| "The A53 cores will likely carry the vast majority of every day use, and redouble the battery savings." non-ARM-manufacturer citation needed :).
My experience as a compiler guy (that makes the toolchains for these kinds of phones) has been that big little brings improvements to what these guys can shove on a chip and advertise, but so far not real improvements to battery life or real numbers. There reason why is pretty simple. In an ideal world, you don't want anything running at all.
You don't want A53's "handling the majority of the workload".
What you want is to wake up, do whatever work is needed as fast as possible, and go back to sleep. Period. Sleeping chips are lower power, by far, than idling chips. If it's faster to do that work with an A57, it'll generally give you better battery life to do that.

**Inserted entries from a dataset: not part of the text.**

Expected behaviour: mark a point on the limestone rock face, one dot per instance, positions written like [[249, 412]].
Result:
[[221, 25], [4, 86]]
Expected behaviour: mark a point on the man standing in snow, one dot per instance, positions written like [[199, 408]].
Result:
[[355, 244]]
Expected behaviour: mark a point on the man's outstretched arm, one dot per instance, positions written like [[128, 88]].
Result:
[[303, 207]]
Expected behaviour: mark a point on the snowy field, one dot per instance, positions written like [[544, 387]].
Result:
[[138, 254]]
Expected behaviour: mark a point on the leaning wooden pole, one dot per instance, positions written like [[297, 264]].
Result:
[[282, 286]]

Again, this is right now, based on perf per watt/blah blah blah.
Maybe someday, in the future, a53's will be so low power vs a57 that doing something else makes sense.
But it's not true now, AFAIK. Instead, they make big-little because they can't really increase the speed of the higher end cores more without increasing power usage too much. |
Yes. You do. If I'm casually browsing non-intensive web pages, e-reading, or watching a Netflix movie, or even encoding a video, the background is doing IO rate limited system updates and basic data logging, etc, the vast majority of the time the CPU demands are very low, but frequent enough that putting a CPU to sleep is completely out of the question.
An A53 has a much lower ceiling, but a much better middle tier power usage level, than the A57. Yes, if you want to run a benchmark the A53 is not a good bet (and is generally worse in a workload power usage), but it is a very good bet for most real world usage.